Mostly the previews looked pretty good. Lilo & Stitch and the Powerpuff girls movie are some films I'll undoubtedly go see and review in the future. Then I saw a preview for "Hey Arnold: The Movie". Christ. Fucking HEY ARNOLD. It's like even Nickelodeon's failures get to have their own movie if they can somehow be on for more than half a season. Too bad I never saw any Ren & Stimpy movie. I'd go out on a limb and say we'll definately be seeing a SpongeBob Squarepants movie in the near future too. Also look for my stunning expose on hating everything when "Rocket Power: 2 The MAX" comes out next summer. I tried to look away at these parts but the screen was reflected in the kid next to me's skin so I was out of luck.

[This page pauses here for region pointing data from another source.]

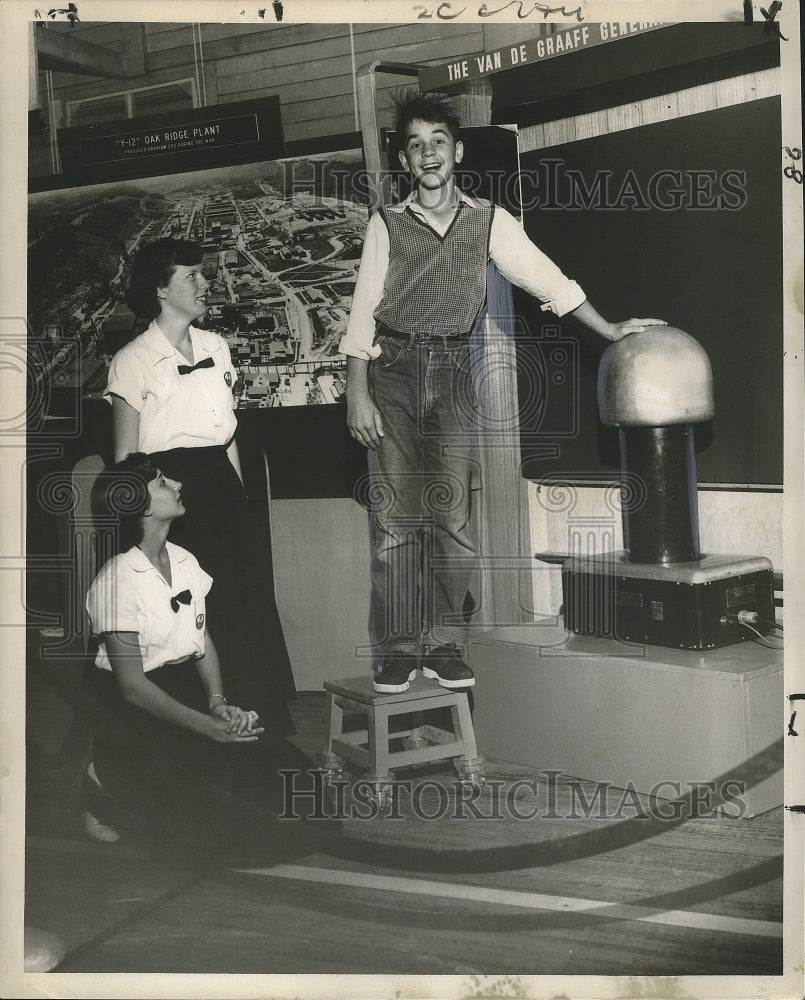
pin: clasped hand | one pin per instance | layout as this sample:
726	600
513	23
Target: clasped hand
617	331
240	725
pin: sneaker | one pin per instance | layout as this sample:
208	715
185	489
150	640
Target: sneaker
445	665
399	669
98	830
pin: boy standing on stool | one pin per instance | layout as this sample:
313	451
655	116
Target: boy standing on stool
410	398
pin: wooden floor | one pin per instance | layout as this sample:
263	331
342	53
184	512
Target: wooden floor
472	891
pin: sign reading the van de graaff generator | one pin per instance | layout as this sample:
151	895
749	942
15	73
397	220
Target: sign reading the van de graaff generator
173	142
534	50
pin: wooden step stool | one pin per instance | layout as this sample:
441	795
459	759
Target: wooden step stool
370	748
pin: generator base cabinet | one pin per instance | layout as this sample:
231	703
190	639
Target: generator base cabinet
643	717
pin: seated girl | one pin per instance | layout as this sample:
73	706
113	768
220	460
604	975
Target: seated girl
179	765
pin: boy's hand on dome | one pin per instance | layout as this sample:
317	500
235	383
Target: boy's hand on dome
620	330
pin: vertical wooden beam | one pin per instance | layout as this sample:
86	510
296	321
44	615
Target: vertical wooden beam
33	69
132	48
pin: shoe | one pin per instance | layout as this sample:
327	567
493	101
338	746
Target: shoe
399	669
445	665
100	831
96	797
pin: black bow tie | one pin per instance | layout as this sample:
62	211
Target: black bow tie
206	363
184	598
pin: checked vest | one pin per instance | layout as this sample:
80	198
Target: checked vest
436	284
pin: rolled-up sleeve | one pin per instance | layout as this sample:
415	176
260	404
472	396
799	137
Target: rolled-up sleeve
126	380
358	341
526	266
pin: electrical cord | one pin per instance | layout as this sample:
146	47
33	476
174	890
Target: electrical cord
760	637
776	625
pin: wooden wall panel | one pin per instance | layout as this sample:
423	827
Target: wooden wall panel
310	67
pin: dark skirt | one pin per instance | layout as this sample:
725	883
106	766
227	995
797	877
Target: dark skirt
229	535
185	795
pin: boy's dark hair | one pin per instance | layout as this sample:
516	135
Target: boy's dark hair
409	105
153	268
120	497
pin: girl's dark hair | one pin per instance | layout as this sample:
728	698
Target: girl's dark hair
409	105
153	268
120	497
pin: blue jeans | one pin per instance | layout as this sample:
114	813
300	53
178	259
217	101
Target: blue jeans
424	550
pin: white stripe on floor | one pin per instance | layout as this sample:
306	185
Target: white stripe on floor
524	900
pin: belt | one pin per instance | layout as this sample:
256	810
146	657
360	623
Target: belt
422	338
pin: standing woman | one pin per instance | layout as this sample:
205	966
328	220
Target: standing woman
171	396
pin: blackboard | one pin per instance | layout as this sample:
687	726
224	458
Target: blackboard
680	220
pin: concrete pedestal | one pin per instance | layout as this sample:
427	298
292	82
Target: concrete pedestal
633	716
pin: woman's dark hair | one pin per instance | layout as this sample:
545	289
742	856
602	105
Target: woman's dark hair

Finally after all this stalling I started typing about the movie itself. Yes, I'm writing this as I'm here at the theater. I brought my satellite position recieving laptop with me and the rest of the interview is actually live. Okay, here I'm looking at the screen...some words...words...the west...yeah...Okay great, the movie opens with some grass and how great the world is. Whatever, if I wanted that I'd go see the parts inbetween fighting dinosaurs in the Jurassic Park movies. Why the fuck did I come to see this? Because it's my job, that's why. Yeah, a job I don't get paid for and hate doing. Christ, ALDP is probably up there fondling two of those girls with his hands and one of them with...I dunno, his foot or something I guess. Meanwhile, I'm down here next to two lumps of fat gyrating around each other. Oh, the horses are running...how magical.

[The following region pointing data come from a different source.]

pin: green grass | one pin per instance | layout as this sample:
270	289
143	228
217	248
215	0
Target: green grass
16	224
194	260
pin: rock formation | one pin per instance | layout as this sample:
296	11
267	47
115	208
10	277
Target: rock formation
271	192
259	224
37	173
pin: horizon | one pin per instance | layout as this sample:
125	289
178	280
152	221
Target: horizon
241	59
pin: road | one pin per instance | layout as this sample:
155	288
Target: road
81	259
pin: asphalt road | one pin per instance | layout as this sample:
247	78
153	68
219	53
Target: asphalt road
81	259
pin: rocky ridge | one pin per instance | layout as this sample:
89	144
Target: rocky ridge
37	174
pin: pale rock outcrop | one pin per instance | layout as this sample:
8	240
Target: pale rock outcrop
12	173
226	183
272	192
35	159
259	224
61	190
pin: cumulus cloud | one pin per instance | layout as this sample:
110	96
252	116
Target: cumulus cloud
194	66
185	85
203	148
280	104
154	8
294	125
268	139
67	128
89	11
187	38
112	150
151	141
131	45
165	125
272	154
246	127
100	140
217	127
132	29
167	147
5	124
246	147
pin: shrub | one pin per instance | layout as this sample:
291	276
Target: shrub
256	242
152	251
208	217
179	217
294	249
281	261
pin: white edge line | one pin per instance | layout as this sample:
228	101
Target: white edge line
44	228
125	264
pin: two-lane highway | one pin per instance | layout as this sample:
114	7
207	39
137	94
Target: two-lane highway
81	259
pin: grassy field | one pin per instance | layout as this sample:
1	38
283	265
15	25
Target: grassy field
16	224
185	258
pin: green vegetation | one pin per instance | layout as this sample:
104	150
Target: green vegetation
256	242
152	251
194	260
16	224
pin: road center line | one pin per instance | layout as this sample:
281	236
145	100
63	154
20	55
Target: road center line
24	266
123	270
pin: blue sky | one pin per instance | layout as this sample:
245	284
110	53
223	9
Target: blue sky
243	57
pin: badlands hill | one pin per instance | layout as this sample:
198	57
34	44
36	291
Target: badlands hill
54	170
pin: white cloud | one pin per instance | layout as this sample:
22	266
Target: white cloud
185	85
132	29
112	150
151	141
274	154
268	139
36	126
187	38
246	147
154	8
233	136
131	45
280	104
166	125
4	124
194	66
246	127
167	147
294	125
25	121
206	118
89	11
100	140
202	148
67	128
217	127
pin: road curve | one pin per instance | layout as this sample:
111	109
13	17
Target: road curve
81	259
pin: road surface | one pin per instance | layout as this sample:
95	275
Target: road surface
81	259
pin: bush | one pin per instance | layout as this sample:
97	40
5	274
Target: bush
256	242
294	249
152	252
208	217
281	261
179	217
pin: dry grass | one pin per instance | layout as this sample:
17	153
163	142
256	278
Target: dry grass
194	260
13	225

Sorry, I dropped my laptop for a minute and it took a while to pry these balloons out of their seats so I could pick it up. Okay so um Spirit got captured because he went and walked around in a camp of sleeping army guys and woke them up. I can't say this moron even deserves freedom at this point. I was under the impression he was hunted deep into the wilderness or something and captured. A horse this retarded would of just walked off a cliff one day anyway so he might as well get imprisoned and made into glue. God, why the hell am I here? This is the dullest cartoon I've ever watched. It's like the Lion King only they're not in a Jungle, nothing says anything, and it's all completely gay.
I went up to ask ALDP what he thought of the movie but he was already gone when I got there. So here I am stuck seeing this by myself. Well, I'll show him. I'm not even going to watch all of this. I'll just stay for like ten more minutes then I'm getting out of here. Oh yeah, they captured the horse and Bryan Adams sang some stuff like a girl. I can really feel my journalistic integrity going out the window as I type. Did I mention none of the horses in this have penises?

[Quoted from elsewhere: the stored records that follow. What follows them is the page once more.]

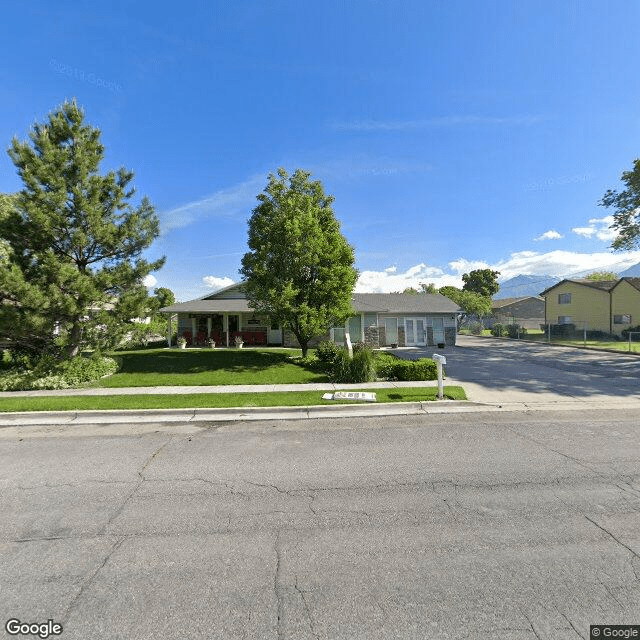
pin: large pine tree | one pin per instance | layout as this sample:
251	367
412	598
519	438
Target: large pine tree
73	275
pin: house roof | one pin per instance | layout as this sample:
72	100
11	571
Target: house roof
603	285
361	302
505	302
403	303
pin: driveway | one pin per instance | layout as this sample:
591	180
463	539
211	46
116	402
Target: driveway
501	371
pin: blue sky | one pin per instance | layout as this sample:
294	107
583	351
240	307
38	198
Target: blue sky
453	135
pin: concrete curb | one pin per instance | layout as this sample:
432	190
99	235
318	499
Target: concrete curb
238	414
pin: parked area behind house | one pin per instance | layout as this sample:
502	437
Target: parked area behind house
503	371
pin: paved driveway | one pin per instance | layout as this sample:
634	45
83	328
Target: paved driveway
507	371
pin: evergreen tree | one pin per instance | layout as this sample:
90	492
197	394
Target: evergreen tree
73	277
300	269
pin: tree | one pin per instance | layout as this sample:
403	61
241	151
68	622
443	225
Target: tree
300	269
481	281
471	303
602	275
428	288
74	274
626	218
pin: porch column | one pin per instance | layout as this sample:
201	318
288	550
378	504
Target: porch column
347	338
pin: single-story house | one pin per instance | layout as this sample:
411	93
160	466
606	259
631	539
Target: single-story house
595	305
379	319
527	311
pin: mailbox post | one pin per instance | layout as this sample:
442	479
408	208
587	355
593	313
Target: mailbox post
440	360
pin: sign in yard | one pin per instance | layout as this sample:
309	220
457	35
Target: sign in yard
365	396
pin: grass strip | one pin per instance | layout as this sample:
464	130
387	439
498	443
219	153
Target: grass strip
215	400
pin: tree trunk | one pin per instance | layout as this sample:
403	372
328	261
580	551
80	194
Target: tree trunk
75	338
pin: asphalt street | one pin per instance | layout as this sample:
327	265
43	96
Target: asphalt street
505	525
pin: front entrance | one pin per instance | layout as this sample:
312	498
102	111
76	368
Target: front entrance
274	335
415	333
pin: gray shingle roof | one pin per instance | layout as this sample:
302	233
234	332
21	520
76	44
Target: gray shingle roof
403	303
362	303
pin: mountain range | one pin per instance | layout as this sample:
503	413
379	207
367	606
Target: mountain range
530	285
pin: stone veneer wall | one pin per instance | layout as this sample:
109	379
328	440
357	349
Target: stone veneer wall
430	342
371	336
450	336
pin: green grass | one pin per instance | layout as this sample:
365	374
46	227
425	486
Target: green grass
195	367
214	400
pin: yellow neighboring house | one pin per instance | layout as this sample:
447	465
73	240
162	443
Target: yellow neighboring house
595	305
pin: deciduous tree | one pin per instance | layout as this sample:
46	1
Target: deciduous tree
626	205
299	269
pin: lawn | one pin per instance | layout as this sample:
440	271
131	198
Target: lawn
197	367
215	400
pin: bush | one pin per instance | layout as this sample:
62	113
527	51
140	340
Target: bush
515	330
626	332
327	352
51	374
476	328
498	330
362	366
385	363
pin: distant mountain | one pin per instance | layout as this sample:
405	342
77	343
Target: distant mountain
525	285
631	272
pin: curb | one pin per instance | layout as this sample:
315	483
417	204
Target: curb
18	419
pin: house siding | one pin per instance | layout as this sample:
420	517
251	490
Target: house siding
625	300
588	306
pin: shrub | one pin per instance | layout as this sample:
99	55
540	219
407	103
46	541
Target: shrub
384	363
498	330
476	328
515	330
327	352
362	366
628	330
50	374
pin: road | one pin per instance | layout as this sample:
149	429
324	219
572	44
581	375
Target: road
486	525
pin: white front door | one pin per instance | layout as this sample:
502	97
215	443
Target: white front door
415	332
438	330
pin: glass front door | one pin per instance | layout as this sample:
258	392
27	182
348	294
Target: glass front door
438	330
415	332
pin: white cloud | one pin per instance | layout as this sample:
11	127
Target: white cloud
235	202
150	281
549	235
558	263
599	228
212	282
461	265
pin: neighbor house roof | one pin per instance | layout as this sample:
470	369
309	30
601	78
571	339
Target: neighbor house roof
505	302
603	285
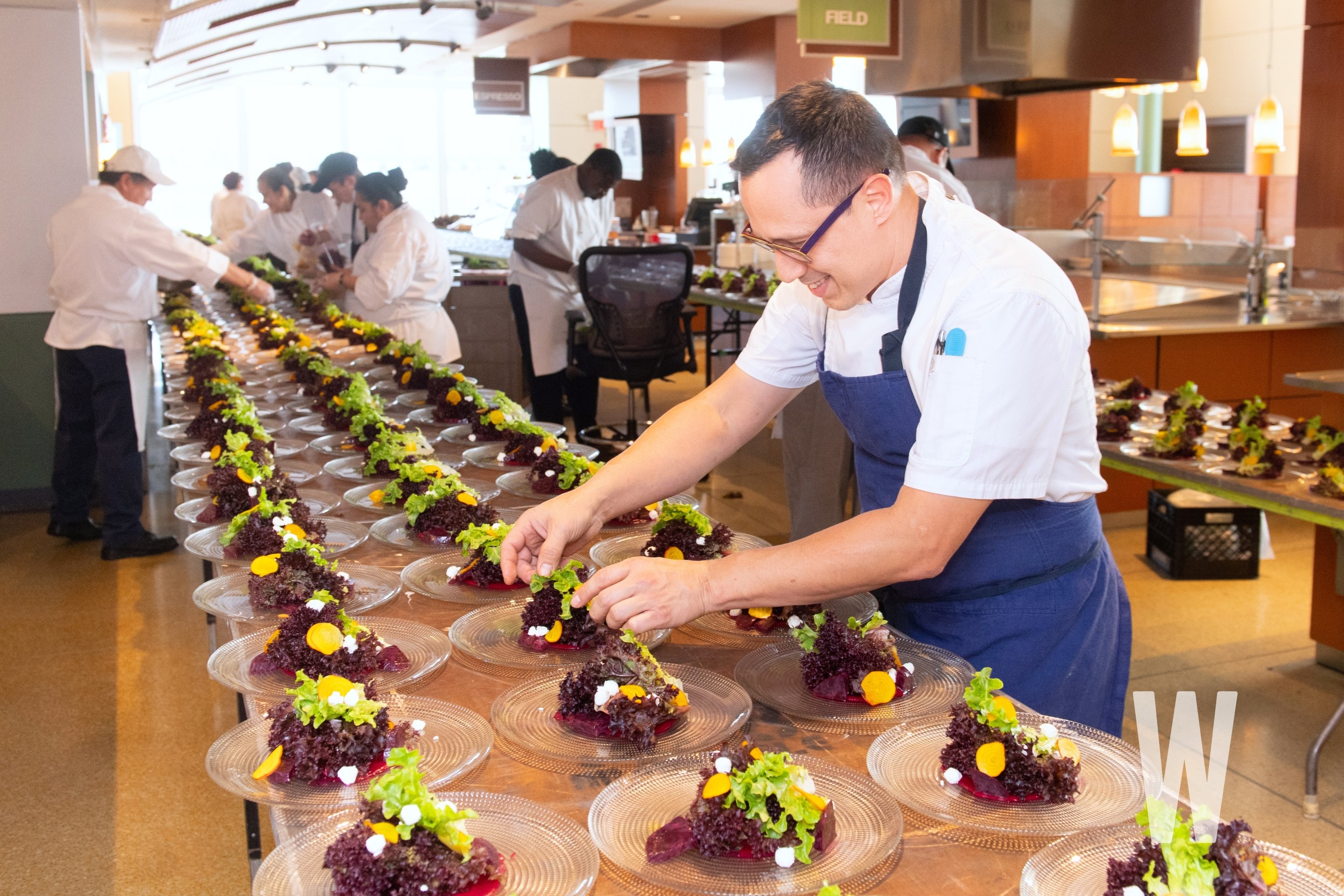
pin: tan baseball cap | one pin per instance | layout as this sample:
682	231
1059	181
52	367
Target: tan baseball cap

Okay, it's been like the rest of the movie now. Basically he was freed with a girl horse and they ran away to rejoin some other horses and horse horse horse...Whatever. This taught me nothing at all about Spirit or Freedom. Plus I can already see this being made into a direct-to-video sequel. The kids in the theater look kind of bored too. I think they were at least expecting some kind of comic relief other than some lovable indian getting spit on. Okay I'm getting out of here now...Right now...after I watch the credits role. I might as well see who made this movie so I can complain about it even more when I'm done seeing it.
Later that night I was sitting on a windmill looking up at the stars and reflecting on the movie. I was probably way too hard on it earlier. It was drawn reasonably well I guess, even though a lot of it was done with computers. And the story was good, even though it was about a horse outwitting the US army. I think the only real reason the movie was a failure was Bryan Adams and furthermore all of Canada. Having insulted Canada in some obscure way I decided to go to bed. Sorry about this.